AnalyseQuels scénarios en Algérie après Bouteflika?
Le président par intérim a 90 jours maximum pour organiser une élection présidentielle et remettre le pouvoir à celui qui sera élu. Ce qui risque d'être un peu court comme délai.

La rue algérienne n'entend pas relâcher la pression sur le pouvoir, après le départ du président Abdelaziz Bouteflika. Quels sont les scénarios possibles de la transition?
Ce que prévoit la Constitution
Après la démission d'Abdelaziz Bouteflika, c'est Abdelkader Bensalah, le président du Conseil de la Nation qui est théoriquement chargé d'assurer l'intérim. Le Conseil constitutionnel a constaté la «vacance» du pouvoir et a informé le Parlement. Les deux Chambres sont censées se réunir mais elles ne l'ont toujours pas fait.
Le président par intérim a 90 jours maximum pour organiser une élection présidentielle - à deux tours - et remettre le pouvoir à celui qui sera élu, puisqu'il lui sera interdit de se présenter lui même.
Au vu de la très courte échéance, il va devoir convoquer l'élection extrêmement rapidement, car la loi électorale prévoit un certain nombre de délais, pour certains incompressibles.
Pourquoi ce scénario n'est-il pas certain?
Outre le départ, désormais acquis, de M. Bouteflika, la rue réclame aussi celui de l'ensemble du «système» sur lequel s'est appuyé le président déchu. Hors de question que les hommes placés aux postes-clés par le président déchu gèrent l'après-Bouteflika. Sur les réseaux sociaux, les appels se multiplient à chasser désormais les «3B»: Bensalah, Belaiz, Bedoui.
Tayeb Belaiz préside le Conseil constitutionnel, institution chargée de veiller à la régularité du scrutin. Avant d'être nommé Premier ministre, le 11 mars, Noureddine Bedoui fut durant quatre ans ministre de l'Intérieur, et à ce titre chargé d'organiser des élections que l'opposition estime frauduleuses.

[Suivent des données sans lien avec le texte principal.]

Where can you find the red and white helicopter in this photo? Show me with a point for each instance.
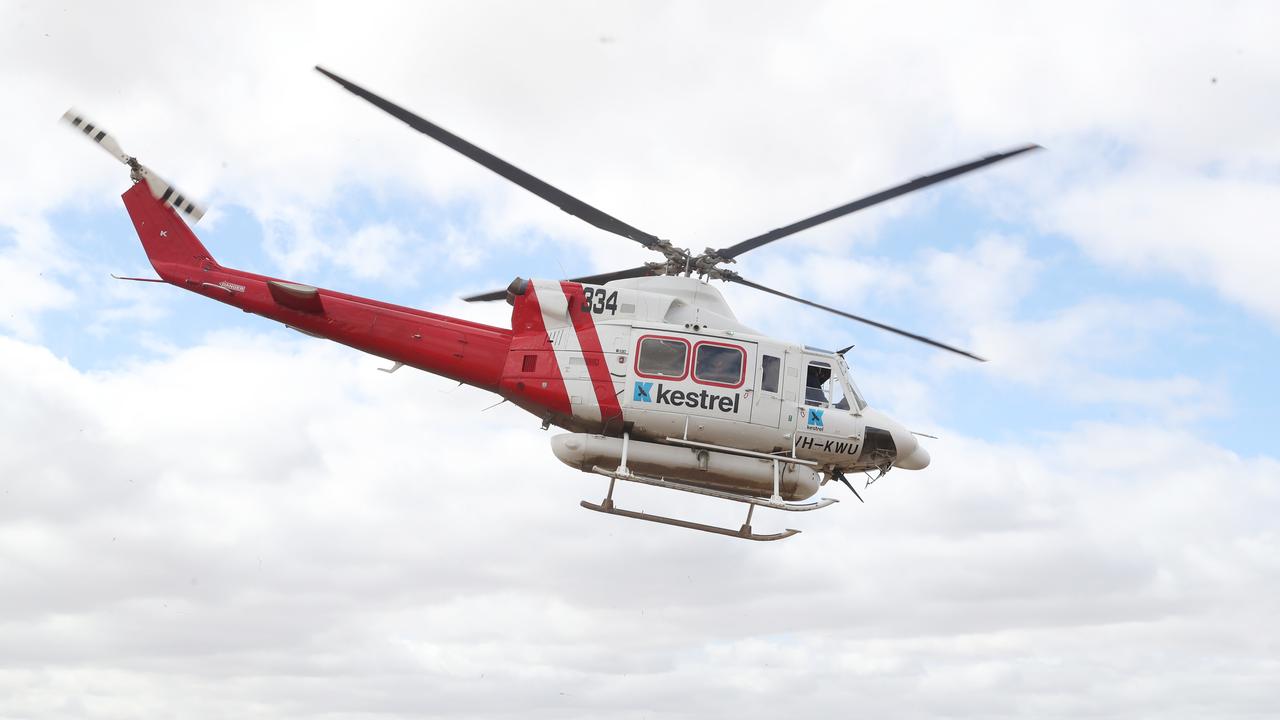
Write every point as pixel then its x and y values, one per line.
pixel 648 369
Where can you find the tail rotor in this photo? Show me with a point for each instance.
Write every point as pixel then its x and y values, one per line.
pixel 160 188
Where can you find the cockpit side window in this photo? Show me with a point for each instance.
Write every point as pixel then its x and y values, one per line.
pixel 817 381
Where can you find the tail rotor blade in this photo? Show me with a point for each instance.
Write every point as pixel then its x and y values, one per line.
pixel 96 133
pixel 170 195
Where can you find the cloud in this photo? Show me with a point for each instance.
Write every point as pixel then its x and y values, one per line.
pixel 268 524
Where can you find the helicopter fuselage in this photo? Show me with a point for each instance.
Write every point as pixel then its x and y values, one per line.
pixel 657 359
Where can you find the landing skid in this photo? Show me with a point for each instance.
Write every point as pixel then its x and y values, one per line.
pixel 744 532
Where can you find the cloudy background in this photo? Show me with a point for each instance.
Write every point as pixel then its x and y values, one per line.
pixel 205 515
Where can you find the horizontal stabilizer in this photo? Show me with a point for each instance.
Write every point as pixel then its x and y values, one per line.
pixel 301 297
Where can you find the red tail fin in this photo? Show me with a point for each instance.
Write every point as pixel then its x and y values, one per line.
pixel 168 241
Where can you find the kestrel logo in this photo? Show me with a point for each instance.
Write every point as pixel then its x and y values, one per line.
pixel 702 400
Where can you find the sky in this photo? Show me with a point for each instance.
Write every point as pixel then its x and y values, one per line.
pixel 204 514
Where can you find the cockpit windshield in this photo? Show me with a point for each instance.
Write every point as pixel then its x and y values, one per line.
pixel 830 384
pixel 853 387
pixel 824 384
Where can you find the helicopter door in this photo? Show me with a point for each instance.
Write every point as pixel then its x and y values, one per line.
pixel 767 406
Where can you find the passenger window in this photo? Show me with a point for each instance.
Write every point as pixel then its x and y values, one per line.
pixel 718 364
pixel 771 368
pixel 664 358
pixel 816 383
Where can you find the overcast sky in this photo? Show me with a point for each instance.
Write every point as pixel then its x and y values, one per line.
pixel 205 515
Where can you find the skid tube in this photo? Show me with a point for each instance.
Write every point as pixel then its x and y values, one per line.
pixel 744 532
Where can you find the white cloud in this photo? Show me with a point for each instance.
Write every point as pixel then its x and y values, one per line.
pixel 264 527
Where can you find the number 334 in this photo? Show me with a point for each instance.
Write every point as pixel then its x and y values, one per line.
pixel 598 300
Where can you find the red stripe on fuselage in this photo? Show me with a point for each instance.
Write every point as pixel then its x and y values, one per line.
pixel 611 411
pixel 530 337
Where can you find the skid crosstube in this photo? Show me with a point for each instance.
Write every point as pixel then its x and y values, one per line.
pixel 744 532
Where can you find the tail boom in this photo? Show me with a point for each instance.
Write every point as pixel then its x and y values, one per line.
pixel 461 350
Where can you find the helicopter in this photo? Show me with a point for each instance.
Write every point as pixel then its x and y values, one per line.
pixel 648 369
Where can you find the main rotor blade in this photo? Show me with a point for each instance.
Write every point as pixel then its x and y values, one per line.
pixel 553 195
pixel 748 245
pixel 860 319
pixel 643 270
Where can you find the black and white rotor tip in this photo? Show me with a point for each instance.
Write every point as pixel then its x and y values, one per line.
pixel 160 188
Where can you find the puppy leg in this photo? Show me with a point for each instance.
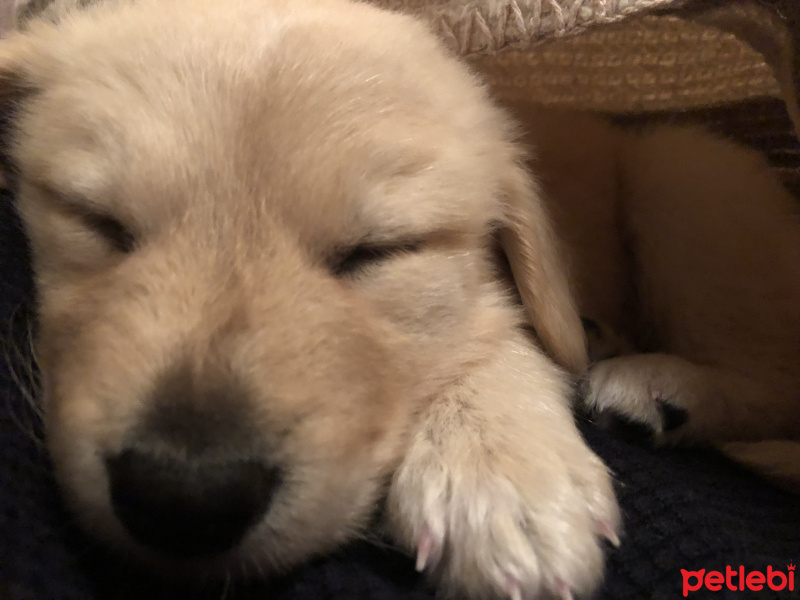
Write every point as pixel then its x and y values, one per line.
pixel 671 398
pixel 498 495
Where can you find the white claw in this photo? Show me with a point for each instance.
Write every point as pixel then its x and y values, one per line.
pixel 604 529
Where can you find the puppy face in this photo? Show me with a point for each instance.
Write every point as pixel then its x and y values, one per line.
pixel 262 240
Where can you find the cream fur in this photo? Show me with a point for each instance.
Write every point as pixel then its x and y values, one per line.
pixel 244 146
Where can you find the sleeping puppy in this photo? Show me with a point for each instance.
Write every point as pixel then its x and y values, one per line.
pixel 686 255
pixel 266 241
pixel 265 244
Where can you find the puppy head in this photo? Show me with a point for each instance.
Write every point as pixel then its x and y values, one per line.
pixel 262 242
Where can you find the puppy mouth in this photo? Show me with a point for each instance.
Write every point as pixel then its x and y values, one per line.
pixel 189 507
pixel 194 477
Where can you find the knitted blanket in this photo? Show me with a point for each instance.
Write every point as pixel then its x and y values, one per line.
pixel 683 509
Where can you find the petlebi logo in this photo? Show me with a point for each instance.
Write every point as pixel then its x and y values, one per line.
pixel 739 580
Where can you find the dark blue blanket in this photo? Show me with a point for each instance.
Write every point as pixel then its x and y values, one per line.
pixel 683 510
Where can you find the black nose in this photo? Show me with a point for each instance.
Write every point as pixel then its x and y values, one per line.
pixel 189 506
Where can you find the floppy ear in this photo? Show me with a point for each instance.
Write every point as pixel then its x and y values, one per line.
pixel 529 242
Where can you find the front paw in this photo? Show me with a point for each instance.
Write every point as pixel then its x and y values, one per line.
pixel 638 397
pixel 494 516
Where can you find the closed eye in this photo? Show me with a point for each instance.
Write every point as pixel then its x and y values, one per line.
pixel 350 261
pixel 110 229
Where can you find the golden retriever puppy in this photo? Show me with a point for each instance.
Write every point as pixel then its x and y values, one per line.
pixel 265 240
pixel 686 252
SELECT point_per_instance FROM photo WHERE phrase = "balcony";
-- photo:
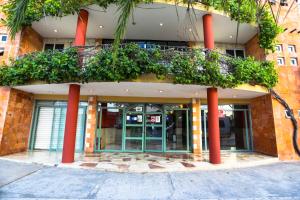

Purs produits du régime, les «3B» ont fidèlement servi M. Bouteflika depuis son arrivée au pouvoir.
Quels sont les autres scénarios possibles?
Pour l'heure les mécanismes institutionnels ont été mis en branle et le gouvernement commence à donner des gages - symboliques - d'ouverture démocratique à la presse, l'opposition et la société civile.
Une démission, avant la réunion du Parlement, d'Abdelkader Bensalah, «doublure» depuis 2013 en Algérie ou à l'étranger, de M. Bouteflika qui n'apparaissait plus que rarement en public en raison des séquelles d'un AVC, est évoqué, afin de nommer à sa place une personnalité plus «acceptable». Une démission du Conseil constitutionnel pourrait être également envisagée.
«Une des options pourrait être de nommer une figure indépendante, consensuelle, pour diriger une institution de transition», estime Isabelle Werenfels, chercheuse associée à l'Institut allemand pour les Affaires internationales et de Sécurité (SWP).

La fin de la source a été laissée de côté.